On Thursday, at first reading, the French Senate unanimously adopted a bill to create a new sexual crime to protect minors under 13 years of age, while the government announced consultations with associations.
The issue is in the spotlight after the revelation of the case Olivier Duhamel, a renowned political scientist, accused by his daughter-in-law Camille Kouchner of raping his twin brother when they were teenagers in the 80s.
For the author of the bill, Annick Billon, it is a question of imposing in the law “a new prohibition: that of sexual intercourse with a minor under 13 years of age”, without questioning the question of consent.
The new offence would be constituted in case of sexual penetration of any kind, if the perpetrator knew or could not ignore the age of the victim.
“This text was not elaborated in response to the political and media deflagration caused by Camille Kouchners book, but this book (…) offers the legislator the opportunity to position itself clearly,” said Billon.
She urged the government to take up this text and put it quickly on the agenda of the National Assembly.

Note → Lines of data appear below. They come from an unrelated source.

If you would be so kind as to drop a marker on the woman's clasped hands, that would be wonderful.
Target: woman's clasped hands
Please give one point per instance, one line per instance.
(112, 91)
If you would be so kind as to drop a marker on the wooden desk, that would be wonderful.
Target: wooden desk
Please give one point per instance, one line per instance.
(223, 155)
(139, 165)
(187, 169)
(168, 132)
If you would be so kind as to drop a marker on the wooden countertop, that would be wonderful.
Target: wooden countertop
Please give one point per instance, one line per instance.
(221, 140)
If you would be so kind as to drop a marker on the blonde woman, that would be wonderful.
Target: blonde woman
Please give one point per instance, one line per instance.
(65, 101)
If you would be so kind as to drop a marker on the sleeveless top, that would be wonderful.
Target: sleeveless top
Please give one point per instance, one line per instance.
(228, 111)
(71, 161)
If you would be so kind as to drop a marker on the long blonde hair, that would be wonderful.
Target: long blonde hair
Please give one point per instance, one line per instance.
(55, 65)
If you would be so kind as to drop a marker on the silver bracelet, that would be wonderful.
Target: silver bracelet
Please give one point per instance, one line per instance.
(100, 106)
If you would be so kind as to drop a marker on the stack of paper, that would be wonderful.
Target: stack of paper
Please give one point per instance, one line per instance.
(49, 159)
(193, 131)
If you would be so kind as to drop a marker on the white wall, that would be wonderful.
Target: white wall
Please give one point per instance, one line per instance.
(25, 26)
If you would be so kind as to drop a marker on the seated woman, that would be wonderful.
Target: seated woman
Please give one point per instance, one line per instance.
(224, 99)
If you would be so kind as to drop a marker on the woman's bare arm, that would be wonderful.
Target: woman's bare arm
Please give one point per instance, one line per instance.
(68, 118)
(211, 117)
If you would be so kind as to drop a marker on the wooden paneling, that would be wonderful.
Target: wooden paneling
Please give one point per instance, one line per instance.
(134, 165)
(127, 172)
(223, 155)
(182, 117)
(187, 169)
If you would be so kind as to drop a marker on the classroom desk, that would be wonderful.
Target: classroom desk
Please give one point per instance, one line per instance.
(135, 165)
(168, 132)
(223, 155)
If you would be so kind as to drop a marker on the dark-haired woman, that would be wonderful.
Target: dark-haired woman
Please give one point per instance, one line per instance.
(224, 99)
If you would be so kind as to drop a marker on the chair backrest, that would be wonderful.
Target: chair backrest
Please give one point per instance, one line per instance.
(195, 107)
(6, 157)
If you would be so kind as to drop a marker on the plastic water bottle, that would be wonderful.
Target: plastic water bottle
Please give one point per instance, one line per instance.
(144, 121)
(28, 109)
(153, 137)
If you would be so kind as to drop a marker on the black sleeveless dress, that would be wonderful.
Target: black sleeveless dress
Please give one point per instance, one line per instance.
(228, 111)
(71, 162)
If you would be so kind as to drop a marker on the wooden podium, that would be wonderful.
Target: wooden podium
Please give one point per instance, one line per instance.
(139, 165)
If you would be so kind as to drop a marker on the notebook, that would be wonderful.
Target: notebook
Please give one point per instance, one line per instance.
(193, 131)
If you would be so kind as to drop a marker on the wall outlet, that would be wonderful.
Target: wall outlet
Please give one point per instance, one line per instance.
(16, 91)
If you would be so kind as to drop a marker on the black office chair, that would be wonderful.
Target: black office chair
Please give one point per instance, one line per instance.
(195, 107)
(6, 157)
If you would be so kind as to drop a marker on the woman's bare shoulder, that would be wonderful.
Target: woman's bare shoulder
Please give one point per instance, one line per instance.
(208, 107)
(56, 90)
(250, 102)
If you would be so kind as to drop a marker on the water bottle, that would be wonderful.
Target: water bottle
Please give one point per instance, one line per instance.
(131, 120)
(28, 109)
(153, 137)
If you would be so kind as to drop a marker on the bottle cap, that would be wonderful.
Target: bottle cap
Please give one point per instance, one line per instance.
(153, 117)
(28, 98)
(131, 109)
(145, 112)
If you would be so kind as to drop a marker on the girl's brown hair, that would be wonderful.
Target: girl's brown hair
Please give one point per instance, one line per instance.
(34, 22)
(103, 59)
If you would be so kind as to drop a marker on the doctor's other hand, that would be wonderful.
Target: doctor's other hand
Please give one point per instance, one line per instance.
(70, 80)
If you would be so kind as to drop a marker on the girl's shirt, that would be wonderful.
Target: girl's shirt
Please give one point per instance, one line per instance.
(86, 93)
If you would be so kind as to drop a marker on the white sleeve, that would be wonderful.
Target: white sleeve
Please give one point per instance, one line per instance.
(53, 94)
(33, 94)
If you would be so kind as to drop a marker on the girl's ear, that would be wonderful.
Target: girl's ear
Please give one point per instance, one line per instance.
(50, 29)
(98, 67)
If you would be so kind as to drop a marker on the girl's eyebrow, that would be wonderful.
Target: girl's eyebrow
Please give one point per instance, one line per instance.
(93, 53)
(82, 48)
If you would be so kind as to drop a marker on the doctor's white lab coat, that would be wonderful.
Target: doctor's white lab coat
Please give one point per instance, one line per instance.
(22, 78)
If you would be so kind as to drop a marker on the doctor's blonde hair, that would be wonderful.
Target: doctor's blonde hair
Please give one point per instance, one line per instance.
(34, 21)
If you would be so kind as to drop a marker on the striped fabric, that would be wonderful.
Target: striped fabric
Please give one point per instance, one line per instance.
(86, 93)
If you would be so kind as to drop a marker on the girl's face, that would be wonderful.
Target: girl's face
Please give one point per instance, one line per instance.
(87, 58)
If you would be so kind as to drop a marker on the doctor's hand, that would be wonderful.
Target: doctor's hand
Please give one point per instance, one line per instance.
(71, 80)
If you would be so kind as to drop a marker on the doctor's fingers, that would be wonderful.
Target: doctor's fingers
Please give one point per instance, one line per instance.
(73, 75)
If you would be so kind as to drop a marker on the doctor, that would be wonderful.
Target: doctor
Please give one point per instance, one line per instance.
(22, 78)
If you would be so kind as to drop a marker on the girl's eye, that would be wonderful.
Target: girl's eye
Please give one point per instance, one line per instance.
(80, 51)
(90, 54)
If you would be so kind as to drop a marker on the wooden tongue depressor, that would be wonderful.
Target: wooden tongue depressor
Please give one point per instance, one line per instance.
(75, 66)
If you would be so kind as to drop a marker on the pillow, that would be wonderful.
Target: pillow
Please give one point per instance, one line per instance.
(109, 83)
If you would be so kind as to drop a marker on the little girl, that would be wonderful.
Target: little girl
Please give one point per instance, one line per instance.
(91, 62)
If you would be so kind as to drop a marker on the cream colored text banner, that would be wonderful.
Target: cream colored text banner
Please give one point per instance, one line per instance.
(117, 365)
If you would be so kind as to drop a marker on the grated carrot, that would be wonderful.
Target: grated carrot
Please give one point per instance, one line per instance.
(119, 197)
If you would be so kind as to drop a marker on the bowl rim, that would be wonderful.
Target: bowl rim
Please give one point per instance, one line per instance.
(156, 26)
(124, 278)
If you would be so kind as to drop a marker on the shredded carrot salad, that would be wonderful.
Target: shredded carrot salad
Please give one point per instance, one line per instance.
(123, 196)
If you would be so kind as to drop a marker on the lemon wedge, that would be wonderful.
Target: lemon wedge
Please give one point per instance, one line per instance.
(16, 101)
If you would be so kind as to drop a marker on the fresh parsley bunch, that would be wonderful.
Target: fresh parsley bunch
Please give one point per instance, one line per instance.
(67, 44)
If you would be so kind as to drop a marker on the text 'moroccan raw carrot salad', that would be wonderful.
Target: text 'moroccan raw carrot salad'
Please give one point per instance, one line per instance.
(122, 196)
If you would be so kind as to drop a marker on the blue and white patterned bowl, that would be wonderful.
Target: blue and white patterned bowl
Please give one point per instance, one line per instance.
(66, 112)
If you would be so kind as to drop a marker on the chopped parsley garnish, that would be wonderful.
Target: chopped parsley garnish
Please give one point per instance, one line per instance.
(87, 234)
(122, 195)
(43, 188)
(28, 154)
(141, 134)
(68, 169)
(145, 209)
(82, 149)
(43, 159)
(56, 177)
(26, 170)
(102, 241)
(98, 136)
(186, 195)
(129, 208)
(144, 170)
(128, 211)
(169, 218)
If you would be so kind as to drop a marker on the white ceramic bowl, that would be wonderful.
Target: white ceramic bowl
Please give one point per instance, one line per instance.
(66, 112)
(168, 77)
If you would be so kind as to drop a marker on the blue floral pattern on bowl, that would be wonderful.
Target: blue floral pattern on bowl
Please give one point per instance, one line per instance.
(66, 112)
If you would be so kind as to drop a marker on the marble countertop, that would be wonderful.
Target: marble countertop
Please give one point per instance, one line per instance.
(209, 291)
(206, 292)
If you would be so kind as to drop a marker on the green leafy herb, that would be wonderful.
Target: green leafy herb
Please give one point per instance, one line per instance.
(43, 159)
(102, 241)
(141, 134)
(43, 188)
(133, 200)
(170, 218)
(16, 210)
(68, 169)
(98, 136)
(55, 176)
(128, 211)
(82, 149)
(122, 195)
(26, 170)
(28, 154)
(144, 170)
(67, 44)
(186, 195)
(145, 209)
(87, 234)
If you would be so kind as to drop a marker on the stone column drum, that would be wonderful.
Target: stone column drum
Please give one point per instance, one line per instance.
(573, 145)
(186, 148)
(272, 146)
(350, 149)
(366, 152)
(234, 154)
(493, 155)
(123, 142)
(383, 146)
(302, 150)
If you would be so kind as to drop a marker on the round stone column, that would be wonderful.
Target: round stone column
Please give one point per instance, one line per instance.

Justice Minister Eric Dupond-Moretti announced “a consultation work” of associations “which participate in the daily liberation of speech and in the care and defense of victims”.
He will be engaged “next week” with the Secretary of State for Children and Families, Adrien Taquet.
This is not a “dilatory” manoeuvre, said Dupond-Moretti, but “important questions remain,” including the age threshold.
The proposed law also provides for strengthening the protection of young people between the ages of 13 and 15. The age threshold at 13 years for non-consent is considered insufficient by the child protection associations, which push it to be raised to 15 years.
The issue of prescription is another delicate point. The statute aligns the limitation period with that of rape, i.e. 30 years from the majority of the victim. The Senate rejected amendments to make them not subject to limitation or to extend that time limit.
In the wake of the Duhamel case and the hashtag #Metooinceste, the Senate did not escape a debate on incest.
It rejected an amendment, in the case of incest, to set the age threshold for the new crime set out in the draft law at 18 years, but supported a strengthening of the penalty for incestuous sexual abuse of minors.